In: Statistics and Probability
What percentage of the area under the standard normal curve falls between z = - 0.51 and z = 0
Let Z be the standard normal varaite
that is probability curve of z is symmetric with mean = 0 and variance =1
To find P( -0.51 < z < 0)
From z table we find
P( -0.51 < z , 0) =0.1950
Therefore 19.50 % of the area under the standard normal curve falls between z =- 0.51 and z =0 .

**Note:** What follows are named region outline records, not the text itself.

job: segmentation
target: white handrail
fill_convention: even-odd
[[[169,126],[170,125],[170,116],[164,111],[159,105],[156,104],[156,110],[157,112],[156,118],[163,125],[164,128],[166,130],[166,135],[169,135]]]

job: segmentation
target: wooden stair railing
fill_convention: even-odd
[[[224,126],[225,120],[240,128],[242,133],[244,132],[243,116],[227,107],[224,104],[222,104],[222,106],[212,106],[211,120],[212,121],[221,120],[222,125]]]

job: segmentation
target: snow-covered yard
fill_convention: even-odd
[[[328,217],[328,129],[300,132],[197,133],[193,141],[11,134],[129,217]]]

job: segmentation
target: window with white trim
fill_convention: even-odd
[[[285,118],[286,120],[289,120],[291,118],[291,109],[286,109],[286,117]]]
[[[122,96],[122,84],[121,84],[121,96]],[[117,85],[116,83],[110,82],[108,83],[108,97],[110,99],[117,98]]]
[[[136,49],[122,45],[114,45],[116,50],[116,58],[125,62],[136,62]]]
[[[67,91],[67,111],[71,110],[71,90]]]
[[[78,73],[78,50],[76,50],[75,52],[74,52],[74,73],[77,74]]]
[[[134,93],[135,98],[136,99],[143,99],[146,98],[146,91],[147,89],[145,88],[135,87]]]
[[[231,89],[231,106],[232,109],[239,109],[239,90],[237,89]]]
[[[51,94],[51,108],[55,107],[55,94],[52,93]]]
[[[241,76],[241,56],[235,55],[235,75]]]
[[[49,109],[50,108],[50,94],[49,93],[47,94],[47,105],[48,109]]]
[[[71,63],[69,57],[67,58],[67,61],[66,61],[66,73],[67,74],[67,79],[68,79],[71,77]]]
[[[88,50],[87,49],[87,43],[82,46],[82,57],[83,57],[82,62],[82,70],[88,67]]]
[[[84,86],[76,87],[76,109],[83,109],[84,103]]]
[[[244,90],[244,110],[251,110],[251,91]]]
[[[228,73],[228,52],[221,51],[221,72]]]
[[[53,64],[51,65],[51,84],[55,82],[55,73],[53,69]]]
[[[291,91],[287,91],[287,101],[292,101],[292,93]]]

Note : The z table : area from 0 to z , as z is a symmetrical curve, P( -0.51 < z <0) = P( 0, z < 0.51) =0.1950
In the z table we look for 0.5 in the first column and 0.01 in the first row , the corresponding cell is the required area or probability .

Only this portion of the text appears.